Sleeping in the Stone Caravan tomorrow, and the weather just turned a
tad chilly. I know I've slept up there in cold weather before (hell,
I've slept with ice forming on the walls around me), but that was when
the cottage was well aired, and when I had been well seasoned by living
up there all the way through the autumn.

I'll be packing thermals and whiskey, just in case.

Of course I will also be taking the new netbook, and a sack full of
battery. So when I'm not scrubbing the kitchen floor (sharp sand, to
clean off generations worth of mud and mould) I'll be writing....

I just discovered "write-or-die" by Dr Wicked
http://lab.drwicked.com/writeordie.html

Fabulous - gets me typing every time. Just try out those eeeevil sounds
on the normal mode.
And he's working on an off-line version, which will be even sweeter!

Thursday, 15 October 2009

Working hard to finish the Ethiopian script, it just seems to crawl along. 

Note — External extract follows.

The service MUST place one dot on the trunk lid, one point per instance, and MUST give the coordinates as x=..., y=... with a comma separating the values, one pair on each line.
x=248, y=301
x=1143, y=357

I'm also transcribing a stage script which I put together 10 years ago  (Oh crap, 10 years?  I am soooooo old!) - which exists only as a photocopy of the Stage Managers notes, some scribbled diagrams and a handful of excellent photographs.

My Lead Actor was single but dating at the first read through - by the last night he was pregnant and engaged.  I bumped into Mrs Lead Actor a few months ago, and the strapping pre-teen who was conceived one night after rehearsals.  So old!  So very very old!

Making a stage play is so much quicker than writing a film - you just need a room, some people with excellent memories for movement and language, and lots and lots and lots of gaffer tape.  You can do it in a weekend.

I wonder if carrying gaffer tape will speed up the writing?